Abolitionists: Reformers or Agitators
The abolitionist movement contrasted itself with the historic roots of the first fighters for freedom in the American nation. American anti-slavery society (1833) stated that, unlike their predecessors, who were driven to wage a bloody war for freedom, they rejected the use of weaponry. Moreover, they juxtapose the prior physical resistance with the “opposition of moral purity to moral corruption,” calling for overthrowing the prejudice and abolishing slavery by embracing love (American anti-slavery society, 1833). The abolitionist movement relied on the principles of truth, justice, reason, and humanity, highlighting that their intentions were peaceful and in line with law (American anti-slavery society, 1833). In order to achieve their aims, abolitionists have developed their declaration of sentiments, which conveyed their intentions of embracing the freemen labor over slave labor and voiced their support of those suffering.

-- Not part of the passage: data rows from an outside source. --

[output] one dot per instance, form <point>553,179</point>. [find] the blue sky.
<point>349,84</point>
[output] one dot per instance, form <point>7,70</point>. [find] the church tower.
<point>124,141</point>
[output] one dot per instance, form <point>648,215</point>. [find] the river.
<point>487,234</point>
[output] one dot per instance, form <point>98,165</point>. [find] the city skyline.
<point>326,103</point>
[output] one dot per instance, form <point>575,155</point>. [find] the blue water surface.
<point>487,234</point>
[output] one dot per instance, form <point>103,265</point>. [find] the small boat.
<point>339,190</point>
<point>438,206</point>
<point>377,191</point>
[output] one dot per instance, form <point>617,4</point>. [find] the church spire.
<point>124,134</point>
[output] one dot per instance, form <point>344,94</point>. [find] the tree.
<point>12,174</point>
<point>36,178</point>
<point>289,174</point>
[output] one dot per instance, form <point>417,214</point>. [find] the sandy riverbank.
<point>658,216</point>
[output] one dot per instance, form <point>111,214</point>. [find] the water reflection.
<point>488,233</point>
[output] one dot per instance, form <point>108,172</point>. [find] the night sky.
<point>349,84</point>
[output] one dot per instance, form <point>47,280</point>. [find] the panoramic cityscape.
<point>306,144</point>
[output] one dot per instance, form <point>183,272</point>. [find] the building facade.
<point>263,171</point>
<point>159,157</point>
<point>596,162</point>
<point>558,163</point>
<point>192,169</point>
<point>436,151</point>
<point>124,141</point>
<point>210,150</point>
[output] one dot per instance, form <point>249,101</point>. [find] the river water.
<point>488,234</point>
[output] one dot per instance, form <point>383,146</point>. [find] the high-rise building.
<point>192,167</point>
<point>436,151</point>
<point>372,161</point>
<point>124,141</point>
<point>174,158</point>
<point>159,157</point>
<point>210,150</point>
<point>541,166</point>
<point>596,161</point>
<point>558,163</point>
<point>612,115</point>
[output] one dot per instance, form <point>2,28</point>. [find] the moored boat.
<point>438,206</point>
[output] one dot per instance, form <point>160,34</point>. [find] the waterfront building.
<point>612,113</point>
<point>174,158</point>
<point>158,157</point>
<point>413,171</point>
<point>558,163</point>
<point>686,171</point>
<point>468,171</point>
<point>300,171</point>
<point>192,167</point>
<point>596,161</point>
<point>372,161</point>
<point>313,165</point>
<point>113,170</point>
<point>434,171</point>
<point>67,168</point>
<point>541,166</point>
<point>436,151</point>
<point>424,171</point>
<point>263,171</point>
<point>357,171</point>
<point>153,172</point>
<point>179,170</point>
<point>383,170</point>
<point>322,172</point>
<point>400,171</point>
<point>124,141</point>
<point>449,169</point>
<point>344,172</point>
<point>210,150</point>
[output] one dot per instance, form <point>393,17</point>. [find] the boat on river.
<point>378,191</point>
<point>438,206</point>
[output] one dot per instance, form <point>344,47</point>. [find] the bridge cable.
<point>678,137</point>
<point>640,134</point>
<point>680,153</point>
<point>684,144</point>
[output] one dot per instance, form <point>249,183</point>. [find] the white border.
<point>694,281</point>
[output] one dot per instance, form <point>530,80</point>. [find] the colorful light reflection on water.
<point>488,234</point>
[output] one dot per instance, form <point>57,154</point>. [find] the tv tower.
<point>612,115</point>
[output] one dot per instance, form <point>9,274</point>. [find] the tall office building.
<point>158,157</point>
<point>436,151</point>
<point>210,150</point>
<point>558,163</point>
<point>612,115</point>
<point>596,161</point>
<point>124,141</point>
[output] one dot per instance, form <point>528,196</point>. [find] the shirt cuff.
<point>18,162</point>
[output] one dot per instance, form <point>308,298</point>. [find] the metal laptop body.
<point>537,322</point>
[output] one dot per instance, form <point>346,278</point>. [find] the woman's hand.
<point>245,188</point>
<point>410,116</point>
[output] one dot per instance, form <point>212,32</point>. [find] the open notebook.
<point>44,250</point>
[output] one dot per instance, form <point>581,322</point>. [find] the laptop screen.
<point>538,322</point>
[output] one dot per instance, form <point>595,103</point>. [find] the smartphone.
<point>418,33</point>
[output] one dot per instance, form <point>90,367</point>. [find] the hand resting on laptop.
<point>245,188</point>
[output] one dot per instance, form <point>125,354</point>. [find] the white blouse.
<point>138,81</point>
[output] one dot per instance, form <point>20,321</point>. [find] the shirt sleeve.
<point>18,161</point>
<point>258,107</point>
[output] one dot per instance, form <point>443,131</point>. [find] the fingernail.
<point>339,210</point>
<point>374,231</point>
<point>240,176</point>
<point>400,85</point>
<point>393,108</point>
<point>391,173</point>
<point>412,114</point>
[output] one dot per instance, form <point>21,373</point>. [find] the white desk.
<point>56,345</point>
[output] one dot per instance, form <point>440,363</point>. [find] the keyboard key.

Declaration of Independence: Foundation of Abolitionism
The abolitionists state that the national existence was founded upon the principle from the Declaration of Independence of “all men [being] created equal” and are granted inalienable and equal rights such as “life, liberty, and the pursuit of happiness” (American anti-slavery society, 1833). The Declaration of Independence served as a national guideline and inspiration for the abolitionist movement to state that slavery was against the national justice principles. Moreover, in the framework of the Declaration of Independence, slave ownership was against the republican government and Christian beliefs (American anti-slavery society, 1833). Specifically, slavery, according to the American anti-slavery society (1833), presented a danger to the “peace, union, and liberty” of the nation. Hence, the society argued, the slaves should be emancipated from their owners in all parts of the country as long as it is government by the Constitution of their time.

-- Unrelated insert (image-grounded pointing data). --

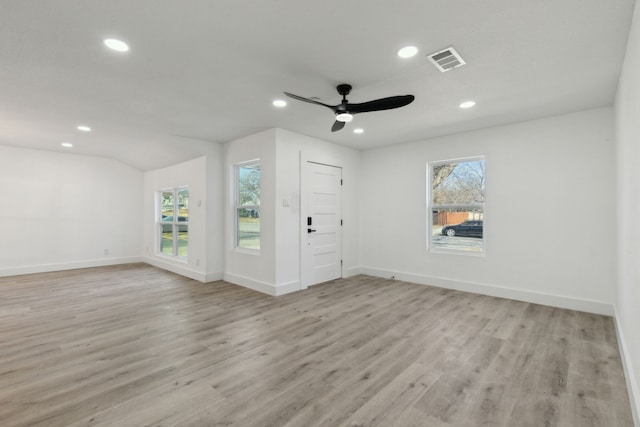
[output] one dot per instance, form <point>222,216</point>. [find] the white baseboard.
<point>559,301</point>
<point>352,271</point>
<point>633,382</point>
<point>183,270</point>
<point>45,268</point>
<point>287,288</point>
<point>213,277</point>
<point>264,287</point>
<point>256,285</point>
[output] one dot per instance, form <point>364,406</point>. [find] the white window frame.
<point>175,223</point>
<point>238,206</point>
<point>431,206</point>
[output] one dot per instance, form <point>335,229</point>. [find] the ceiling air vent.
<point>447,59</point>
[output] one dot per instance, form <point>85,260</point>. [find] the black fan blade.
<point>311,101</point>
<point>381,104</point>
<point>337,126</point>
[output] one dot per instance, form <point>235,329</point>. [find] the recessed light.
<point>117,45</point>
<point>408,52</point>
<point>344,117</point>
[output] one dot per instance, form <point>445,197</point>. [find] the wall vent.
<point>447,59</point>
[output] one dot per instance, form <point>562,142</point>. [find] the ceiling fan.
<point>345,110</point>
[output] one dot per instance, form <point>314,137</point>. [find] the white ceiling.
<point>204,71</point>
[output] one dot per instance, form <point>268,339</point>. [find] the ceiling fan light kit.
<point>345,110</point>
<point>344,117</point>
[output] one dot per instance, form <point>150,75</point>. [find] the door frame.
<point>304,195</point>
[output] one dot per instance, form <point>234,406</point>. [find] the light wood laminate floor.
<point>135,345</point>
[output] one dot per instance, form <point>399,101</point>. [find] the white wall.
<point>627,127</point>
<point>62,211</point>
<point>549,215</point>
<point>276,269</point>
<point>202,176</point>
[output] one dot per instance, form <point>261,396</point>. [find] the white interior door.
<point>322,230</point>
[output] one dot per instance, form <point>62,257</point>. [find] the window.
<point>173,223</point>
<point>248,205</point>
<point>456,204</point>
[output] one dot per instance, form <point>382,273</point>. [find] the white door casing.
<point>322,224</point>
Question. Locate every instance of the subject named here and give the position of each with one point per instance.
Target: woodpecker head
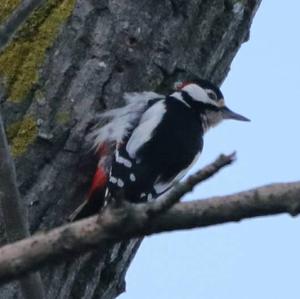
(207, 100)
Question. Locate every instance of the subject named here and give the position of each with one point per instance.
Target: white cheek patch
(123, 161)
(198, 94)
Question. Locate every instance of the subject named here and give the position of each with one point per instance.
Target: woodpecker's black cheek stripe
(208, 85)
(198, 107)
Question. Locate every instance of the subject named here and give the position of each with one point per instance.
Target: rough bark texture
(87, 56)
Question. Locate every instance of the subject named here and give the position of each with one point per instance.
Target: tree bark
(77, 58)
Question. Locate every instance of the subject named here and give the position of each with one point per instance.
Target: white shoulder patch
(121, 120)
(143, 132)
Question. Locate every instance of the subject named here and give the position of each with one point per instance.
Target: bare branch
(168, 199)
(131, 220)
(16, 226)
(18, 16)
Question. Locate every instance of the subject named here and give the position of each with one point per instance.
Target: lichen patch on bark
(21, 60)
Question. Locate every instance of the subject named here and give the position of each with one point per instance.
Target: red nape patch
(99, 181)
(180, 85)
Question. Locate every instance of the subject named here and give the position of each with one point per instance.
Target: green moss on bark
(21, 134)
(20, 61)
(7, 7)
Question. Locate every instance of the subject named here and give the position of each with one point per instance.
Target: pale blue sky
(258, 258)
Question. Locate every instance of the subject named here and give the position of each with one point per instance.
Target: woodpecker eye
(212, 95)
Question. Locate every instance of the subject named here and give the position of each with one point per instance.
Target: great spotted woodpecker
(155, 140)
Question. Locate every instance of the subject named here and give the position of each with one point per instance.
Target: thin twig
(167, 200)
(133, 221)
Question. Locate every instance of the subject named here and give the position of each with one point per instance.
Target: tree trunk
(72, 59)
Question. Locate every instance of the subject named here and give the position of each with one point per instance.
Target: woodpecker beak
(228, 114)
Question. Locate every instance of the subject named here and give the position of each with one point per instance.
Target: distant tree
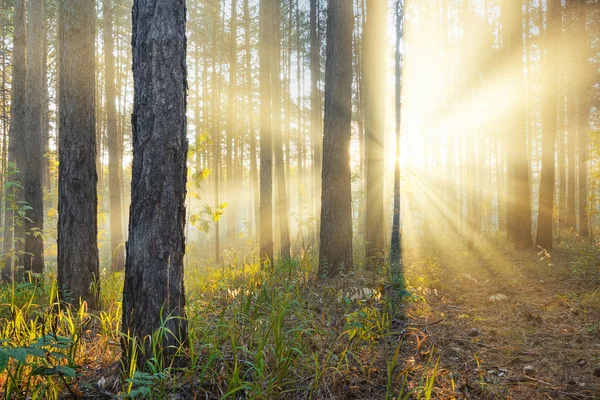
(335, 251)
(114, 165)
(550, 59)
(17, 139)
(153, 294)
(251, 132)
(315, 102)
(512, 31)
(583, 115)
(33, 167)
(232, 128)
(281, 204)
(374, 70)
(266, 143)
(77, 195)
(396, 243)
(571, 83)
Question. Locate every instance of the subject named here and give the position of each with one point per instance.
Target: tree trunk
(517, 125)
(281, 205)
(583, 122)
(231, 129)
(153, 295)
(252, 139)
(335, 252)
(33, 168)
(396, 243)
(299, 122)
(571, 119)
(266, 151)
(544, 231)
(77, 179)
(374, 70)
(16, 141)
(315, 104)
(114, 166)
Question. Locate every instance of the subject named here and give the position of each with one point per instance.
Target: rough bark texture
(33, 167)
(231, 129)
(153, 295)
(252, 135)
(77, 178)
(517, 125)
(544, 231)
(114, 166)
(266, 152)
(16, 142)
(572, 79)
(396, 244)
(374, 70)
(335, 252)
(281, 205)
(583, 120)
(315, 103)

The Gag Rule and Abolitionist Movement
With the rising popularity and increasing number of petitions sent by the abolitionist movement, the Southern Congress members began their fight in defending the tradition of slavery. The gag rule, introduced in effect from 1836 until 1845, postponed governmental action on slavery-related petitions without hearing them (Jenkins et al., 2020). In practice, members of Congress were prohibited from freely speaking or expressing opinions of slavery at the time, which hindered the progress somewhat. However, the rule’s implementation did not stop the slow rise of the anti-slavery sentiment in the Northern part of the US (Jenkins et al., 2020). This rise was gradually reflected in the growing congress support of John Quincy Adams, who from the start fought passionately against slavery and in support of the abolitionist movement (Jenkins et al., 2020). While the ‘gag rule’ initially intended to shut the anti-slavery conversation down, it ultimately backfired, limiting the petition rights of those pro-slavery (Jenkins et al., 2020). Overall, this rule may have hindered the development of the abolitionist movement somewhat, but more than anything, it has provided a compelling rallying point.

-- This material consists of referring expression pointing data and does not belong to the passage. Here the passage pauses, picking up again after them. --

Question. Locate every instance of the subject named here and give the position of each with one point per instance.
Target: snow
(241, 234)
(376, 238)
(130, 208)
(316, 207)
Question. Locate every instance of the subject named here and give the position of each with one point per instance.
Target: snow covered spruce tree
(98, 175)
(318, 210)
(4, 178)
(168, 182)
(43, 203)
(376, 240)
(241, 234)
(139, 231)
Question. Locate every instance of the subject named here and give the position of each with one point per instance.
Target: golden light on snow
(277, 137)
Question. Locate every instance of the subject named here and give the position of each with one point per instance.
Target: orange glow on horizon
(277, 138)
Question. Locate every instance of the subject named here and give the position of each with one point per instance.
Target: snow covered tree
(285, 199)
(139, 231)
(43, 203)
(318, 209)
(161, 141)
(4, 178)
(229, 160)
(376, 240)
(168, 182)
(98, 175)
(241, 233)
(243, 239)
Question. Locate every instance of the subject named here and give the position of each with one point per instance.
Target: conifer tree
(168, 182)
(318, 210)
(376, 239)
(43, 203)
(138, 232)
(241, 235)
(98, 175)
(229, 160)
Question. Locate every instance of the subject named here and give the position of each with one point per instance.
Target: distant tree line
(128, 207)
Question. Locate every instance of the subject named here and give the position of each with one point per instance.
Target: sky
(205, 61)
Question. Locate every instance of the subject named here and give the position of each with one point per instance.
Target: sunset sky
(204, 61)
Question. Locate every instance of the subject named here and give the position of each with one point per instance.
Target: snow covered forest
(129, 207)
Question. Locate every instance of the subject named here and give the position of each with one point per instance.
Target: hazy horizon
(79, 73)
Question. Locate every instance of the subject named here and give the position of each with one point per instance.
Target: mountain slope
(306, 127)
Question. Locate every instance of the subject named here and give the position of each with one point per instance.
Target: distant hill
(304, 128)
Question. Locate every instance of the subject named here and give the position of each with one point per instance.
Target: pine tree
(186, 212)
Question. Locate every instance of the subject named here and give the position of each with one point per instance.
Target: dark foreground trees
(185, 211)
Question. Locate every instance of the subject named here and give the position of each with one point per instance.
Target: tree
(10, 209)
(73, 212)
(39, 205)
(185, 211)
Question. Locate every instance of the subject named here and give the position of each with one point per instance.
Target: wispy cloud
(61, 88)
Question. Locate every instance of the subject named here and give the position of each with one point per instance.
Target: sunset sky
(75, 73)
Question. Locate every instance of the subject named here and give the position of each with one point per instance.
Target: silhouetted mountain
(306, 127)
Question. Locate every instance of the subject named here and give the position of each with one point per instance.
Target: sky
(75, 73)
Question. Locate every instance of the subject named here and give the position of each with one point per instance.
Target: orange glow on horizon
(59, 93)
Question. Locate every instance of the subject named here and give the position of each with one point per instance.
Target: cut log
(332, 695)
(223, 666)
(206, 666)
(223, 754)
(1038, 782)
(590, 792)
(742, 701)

Women’s Rights and Anti-Slavery Movement
The anti-slavery movement has laid the foundational groundwork for embracing human rights in the American nation. Following that, the activists began reconciling anti-slavery and women’s rights arguments by framing both movements in terms of human rights (Stevenson, 2017). However, in abolitionism, a ‘man’s right’ rhetoric appeared only episodically to reinforce the notions of brotherhood and liberty (American anti-slavery society, 1833). While the women’s rights movement operated in the same plane of striving for equality for all, the early woman-slave analogy was often problematic due to its perceived emphasis on rights for white women (Stevenson, 2017). With the more comprehensive embedment of the human rights rhetoric, this connotation dissipated, and the emphasis was rightfully placed on endowing any and all human beings with equal rights.
American anti-slavery society. (1833). Declaration of sentiments of the American anti-slavery society. Adopted at the formation of said society, in Philadelphia, on the 4th day of December, 1833. Penny Tracts. Web.
Jenkins, J. A., & Charles, S. (2020). Causal inference and American political development: The case of the gag rule. Public Choice, 185(3–4), 429–457. Web.
Stevenson, A. (2017). The “Great Doctrine of Human Rights”: Articulation and Authentication in the Nineteenth-Century U.S. Antislavery and Women’s Rights Movements. Humanity: An International Journal of Human Rights, Humanitarianism, and Development, 8(3), 413–439. Web.